渋る哉太を半ば無理矢理に図書館に押し込み、あたしと錫也は弓道場に向かっていた。
錫也の手には、やや大きめの紙袋。

「…ねぇ錫也。差し入れって何持ってきたの?」

「いちごのシュークリーム。この間安売りしてたから、多めに買って生地にも練り込んでみたんだ」

「と、いうことは…」

「もちろん、俺が作ったんだよ」

さすがは天文科のオカン…と言うべきか。
ていうか、錫也って弱点あんのかしら。
頭いいし、料理できるし、運動もそれなりにできるらしいし、完全無欠のパーフェクトボーイな気がする。
料理以外の家事も得意みたいだし…やばい女子力的な面で勝てる気がしない。

そんなことを悶々と考えていたら、突然錫也が吹き出した。

「え、なに!?」

「一人で百面相してるからさ。それに、全部声に出てたぞ?」

「ぜっ、全部!?」

「そ、全部」

にっこり。
そう効果音が付きそうな笑顔と共に落とされた発言に、思わずしゃがみ込む。

「優?」

「うああああ恥ずかしい…これじゃああたしただの変な子じゃんか…!」

真っ赤であろう頬に両手を当てて錫也を見上げれば、クスクスと笑いながら手を差し出された。

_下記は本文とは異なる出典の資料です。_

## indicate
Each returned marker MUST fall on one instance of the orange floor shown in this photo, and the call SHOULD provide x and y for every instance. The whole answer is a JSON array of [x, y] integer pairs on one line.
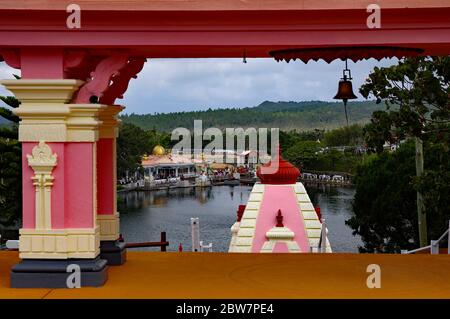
[[221, 275]]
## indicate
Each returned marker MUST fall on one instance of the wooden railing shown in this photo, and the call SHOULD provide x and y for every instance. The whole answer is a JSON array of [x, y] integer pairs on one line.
[[163, 243]]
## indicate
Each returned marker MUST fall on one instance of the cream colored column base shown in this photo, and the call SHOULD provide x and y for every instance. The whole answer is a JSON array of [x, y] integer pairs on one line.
[[109, 226], [59, 244]]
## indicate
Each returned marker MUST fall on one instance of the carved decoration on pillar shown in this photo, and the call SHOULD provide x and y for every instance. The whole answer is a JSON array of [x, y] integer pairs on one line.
[[42, 160], [120, 81], [110, 79]]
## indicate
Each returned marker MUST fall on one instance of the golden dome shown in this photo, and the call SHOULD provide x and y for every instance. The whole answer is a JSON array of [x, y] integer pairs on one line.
[[159, 150]]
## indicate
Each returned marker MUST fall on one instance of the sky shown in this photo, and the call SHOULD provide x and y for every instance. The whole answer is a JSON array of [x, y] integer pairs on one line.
[[174, 85]]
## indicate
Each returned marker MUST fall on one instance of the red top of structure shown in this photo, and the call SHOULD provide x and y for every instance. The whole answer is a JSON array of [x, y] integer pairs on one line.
[[285, 173]]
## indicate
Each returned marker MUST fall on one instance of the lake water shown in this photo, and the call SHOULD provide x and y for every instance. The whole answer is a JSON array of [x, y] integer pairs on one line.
[[145, 214]]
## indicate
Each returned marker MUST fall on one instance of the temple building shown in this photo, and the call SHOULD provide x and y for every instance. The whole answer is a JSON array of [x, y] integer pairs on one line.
[[160, 165], [279, 216]]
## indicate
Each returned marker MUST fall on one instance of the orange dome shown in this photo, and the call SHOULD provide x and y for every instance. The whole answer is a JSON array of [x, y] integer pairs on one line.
[[158, 150], [285, 174]]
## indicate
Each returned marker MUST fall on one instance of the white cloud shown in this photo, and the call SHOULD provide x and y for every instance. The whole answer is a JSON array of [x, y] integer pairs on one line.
[[170, 85]]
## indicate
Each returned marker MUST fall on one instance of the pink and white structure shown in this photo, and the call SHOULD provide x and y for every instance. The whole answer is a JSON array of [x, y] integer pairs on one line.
[[279, 216], [72, 77]]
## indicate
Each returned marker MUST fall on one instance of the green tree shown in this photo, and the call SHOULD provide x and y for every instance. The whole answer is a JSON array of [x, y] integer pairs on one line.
[[10, 165], [352, 135], [303, 153], [416, 92], [385, 216]]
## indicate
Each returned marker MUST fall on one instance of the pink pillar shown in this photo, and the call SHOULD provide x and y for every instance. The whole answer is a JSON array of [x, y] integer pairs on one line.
[[59, 157]]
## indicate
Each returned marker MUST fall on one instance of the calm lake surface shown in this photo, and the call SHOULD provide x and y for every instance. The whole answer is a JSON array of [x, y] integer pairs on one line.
[[144, 215]]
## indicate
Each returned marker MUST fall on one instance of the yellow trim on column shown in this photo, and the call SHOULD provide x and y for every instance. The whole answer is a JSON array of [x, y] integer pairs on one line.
[[59, 243], [46, 113], [110, 122], [109, 226]]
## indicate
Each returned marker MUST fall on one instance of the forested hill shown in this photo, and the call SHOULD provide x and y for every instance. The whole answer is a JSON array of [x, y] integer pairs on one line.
[[285, 115]]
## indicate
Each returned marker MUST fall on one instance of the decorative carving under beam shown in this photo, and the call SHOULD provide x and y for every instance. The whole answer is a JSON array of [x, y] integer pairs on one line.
[[110, 79], [329, 54]]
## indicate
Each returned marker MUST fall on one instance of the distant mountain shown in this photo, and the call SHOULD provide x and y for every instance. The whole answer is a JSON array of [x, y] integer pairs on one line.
[[302, 116]]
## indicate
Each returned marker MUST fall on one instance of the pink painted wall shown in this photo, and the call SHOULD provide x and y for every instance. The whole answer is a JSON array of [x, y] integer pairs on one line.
[[280, 197], [42, 63], [58, 189], [79, 192], [72, 200], [105, 176]]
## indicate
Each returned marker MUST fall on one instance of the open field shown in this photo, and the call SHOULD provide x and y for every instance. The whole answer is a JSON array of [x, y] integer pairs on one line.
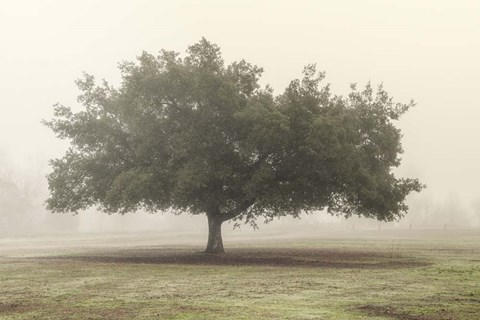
[[387, 274]]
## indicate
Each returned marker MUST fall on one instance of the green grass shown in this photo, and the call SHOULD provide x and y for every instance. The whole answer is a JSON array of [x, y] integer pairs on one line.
[[369, 275]]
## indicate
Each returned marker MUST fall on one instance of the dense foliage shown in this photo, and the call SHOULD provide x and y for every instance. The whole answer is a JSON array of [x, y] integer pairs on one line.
[[195, 135]]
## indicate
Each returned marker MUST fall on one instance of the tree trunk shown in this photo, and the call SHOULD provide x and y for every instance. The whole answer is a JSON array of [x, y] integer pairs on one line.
[[215, 243]]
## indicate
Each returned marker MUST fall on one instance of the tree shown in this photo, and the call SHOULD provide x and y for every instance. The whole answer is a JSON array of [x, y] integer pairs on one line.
[[194, 135]]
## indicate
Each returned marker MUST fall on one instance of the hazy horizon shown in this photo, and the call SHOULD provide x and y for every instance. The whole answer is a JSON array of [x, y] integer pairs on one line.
[[428, 51]]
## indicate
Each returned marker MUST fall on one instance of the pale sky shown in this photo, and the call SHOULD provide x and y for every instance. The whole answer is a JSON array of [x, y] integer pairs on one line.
[[426, 50]]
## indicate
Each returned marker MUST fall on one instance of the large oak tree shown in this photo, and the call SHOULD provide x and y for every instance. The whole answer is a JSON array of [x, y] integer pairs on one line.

「ほら、機嫌直して?優の分もシュークリームあるからさ」

「………ほんと?」

「あぁ。元々、差し入れに行ったら優のとこに届けるつもりだったから」

「よし、早く行こう錫也目指すは弓道場!」

ソッコーで立ち上がって足早に進むあたしを、錫也が後ろから小さく笑う。

「ほんと、単純というか何というか。…可愛いな」

「錫也ー?はーやーくー!」

「今行くから待てって。あんまり急ぐと転ぶぞー?」



そんなこんなで、やって来ました弓道場。
あ、転んでないよ!あたしそこまでドジっ子要素持ってないし。
中を覗いてみると、ちょうど休憩時間だったみたい。

「さすが錫也…ドンピシャじゃん」

「まぁ、な。失礼します」

「失礼しまーす」

少し得意気に笑い、弓道場に入る錫也に続く。
中にいたのは月子に犬飼、宮地の見知った顔。
それと、犬飼と話していた明るそうな茶髪の人と、空色の髪が印象的な優しそうな人。





(月子!差し入れ持ってきたぞー)
(あ、錫也。優ちゃんも来てくれたんだ!)
(はろー月子!宮地もやっほー)
(あぁ)
(おい、俺には無しかよ小林)
(あんたはさっき教室で別れたばっかでしょ、犬飼)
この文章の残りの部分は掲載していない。